Can you file for workers’ comp for PTSD in Pennsylvania?

| Apr 8, 2021 | Workers' Compensation |

When most people think of workers’ compensation, they imagine physical injuries caused by large machinery or repetitive strain. However, some employees face mental health struggles due to their work. Are you eligible for workers’ compensation for post-traumatic stress disorder?

What is PTSD?

PTSD is a mental health disorder typically resulting from a shocking, frightening, or dangerous event. For a condition to qualify as PTSD, victims must meet the following criteria:

• Re-experiencing symptoms: These include episodes of sudden traumatic memories and can make the person affected feel as though they are living through the traumatic event again.
• Avoidance symptoms: These involve the person avoiding conversations, images, or other triggers that remind them of the trauma they experienced.
• Two or more mood and cognition symptoms: These include feeling isolated or alienated, feeling negative emotions, and an inability to feel positive emotions.
• Two or more reactivity and arousal symptoms: These might include feeling tense, difficulty in concentrating, insomnia, irritability, being easily startled, or risky behaviors.

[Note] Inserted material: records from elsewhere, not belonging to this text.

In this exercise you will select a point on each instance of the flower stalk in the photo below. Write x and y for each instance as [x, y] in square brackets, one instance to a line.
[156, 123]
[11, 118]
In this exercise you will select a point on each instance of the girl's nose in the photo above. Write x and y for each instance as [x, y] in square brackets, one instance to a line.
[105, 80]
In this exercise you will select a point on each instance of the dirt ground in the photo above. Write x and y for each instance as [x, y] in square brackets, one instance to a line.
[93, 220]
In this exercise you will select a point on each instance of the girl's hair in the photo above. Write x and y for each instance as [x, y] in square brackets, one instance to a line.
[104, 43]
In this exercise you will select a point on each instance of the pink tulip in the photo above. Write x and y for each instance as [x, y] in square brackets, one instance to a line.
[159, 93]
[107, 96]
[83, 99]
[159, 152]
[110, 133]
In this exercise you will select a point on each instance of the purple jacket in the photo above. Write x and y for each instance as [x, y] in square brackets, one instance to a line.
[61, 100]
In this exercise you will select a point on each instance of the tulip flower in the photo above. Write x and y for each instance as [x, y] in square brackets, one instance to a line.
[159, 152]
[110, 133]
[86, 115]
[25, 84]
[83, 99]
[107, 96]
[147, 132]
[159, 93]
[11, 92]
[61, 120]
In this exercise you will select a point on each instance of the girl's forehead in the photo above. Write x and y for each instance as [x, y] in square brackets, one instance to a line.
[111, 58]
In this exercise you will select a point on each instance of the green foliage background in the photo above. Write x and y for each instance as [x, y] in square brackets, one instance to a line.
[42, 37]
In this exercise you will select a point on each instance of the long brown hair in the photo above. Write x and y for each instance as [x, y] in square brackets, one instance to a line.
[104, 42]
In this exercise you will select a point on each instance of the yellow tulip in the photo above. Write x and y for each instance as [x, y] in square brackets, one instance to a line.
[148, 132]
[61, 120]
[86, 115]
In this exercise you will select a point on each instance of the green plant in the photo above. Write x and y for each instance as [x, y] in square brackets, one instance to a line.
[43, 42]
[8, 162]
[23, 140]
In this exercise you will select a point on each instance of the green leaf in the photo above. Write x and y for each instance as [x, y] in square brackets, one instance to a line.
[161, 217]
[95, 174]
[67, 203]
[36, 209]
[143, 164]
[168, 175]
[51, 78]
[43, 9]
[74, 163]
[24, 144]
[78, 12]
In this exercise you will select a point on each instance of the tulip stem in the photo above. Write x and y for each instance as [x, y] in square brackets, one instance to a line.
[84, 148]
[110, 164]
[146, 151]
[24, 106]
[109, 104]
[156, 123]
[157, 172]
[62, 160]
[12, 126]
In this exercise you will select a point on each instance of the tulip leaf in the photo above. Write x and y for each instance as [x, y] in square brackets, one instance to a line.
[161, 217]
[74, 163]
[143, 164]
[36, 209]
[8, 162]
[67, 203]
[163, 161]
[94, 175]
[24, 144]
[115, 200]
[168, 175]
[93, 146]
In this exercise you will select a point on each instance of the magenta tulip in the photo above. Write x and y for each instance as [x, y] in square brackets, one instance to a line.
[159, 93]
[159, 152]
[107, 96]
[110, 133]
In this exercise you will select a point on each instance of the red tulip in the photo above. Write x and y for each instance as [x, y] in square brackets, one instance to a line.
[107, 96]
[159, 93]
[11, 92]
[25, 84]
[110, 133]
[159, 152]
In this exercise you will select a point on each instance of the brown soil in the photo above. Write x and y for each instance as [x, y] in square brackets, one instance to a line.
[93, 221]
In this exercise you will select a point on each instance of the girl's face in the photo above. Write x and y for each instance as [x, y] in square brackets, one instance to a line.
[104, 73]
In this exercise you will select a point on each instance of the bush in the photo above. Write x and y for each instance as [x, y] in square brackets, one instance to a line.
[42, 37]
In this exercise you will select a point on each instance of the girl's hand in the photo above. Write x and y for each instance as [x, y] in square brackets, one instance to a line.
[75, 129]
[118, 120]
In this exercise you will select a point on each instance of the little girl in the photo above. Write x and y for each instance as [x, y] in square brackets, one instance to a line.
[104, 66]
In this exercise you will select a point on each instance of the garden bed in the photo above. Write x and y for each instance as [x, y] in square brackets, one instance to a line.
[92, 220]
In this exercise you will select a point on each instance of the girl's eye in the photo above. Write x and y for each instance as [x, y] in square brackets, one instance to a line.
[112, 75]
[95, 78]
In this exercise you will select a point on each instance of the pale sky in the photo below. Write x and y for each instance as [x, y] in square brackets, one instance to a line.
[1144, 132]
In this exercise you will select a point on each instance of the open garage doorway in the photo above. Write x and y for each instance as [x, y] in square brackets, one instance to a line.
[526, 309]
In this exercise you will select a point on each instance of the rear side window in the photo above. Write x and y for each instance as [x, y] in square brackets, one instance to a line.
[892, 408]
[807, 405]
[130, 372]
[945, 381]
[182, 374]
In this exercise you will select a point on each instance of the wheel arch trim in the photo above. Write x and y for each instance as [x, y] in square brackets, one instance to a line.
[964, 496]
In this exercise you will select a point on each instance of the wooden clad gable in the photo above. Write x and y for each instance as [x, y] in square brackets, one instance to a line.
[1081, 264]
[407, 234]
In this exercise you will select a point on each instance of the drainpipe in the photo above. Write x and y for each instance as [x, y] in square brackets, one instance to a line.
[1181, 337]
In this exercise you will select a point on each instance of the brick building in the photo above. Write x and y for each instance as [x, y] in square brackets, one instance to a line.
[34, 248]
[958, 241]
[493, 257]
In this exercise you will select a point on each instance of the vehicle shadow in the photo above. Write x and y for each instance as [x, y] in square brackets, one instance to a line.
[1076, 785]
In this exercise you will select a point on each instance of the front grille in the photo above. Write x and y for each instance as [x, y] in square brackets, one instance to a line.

Filing workers’ comp claims

Filing a claim for workers’ comp for a mental health disorder in Pennsylvania is similar to filing a claim for a physical injury, and they can often occur simultaneously. If you suffer from PTSD which happened as a result of a physical injury (or depression or anxiety, for example), adding the mental health diagnosis to the workers’ compensation claim might be much easier.  However, if your trauma resulted from an event that is a normal occurrence for your profession, without any type of physical injury, your claim will be much harder to prove. Without a physical injury as the inciting event, you will need to prove that your mental health disorder was a result of an abnormal working condition.

If you find yourself facing PTSD caused by your job, a lawyer could help you to determine if you are eligible for workers’ compensation benefits and could help you prove that your disorder was caused by a work condition.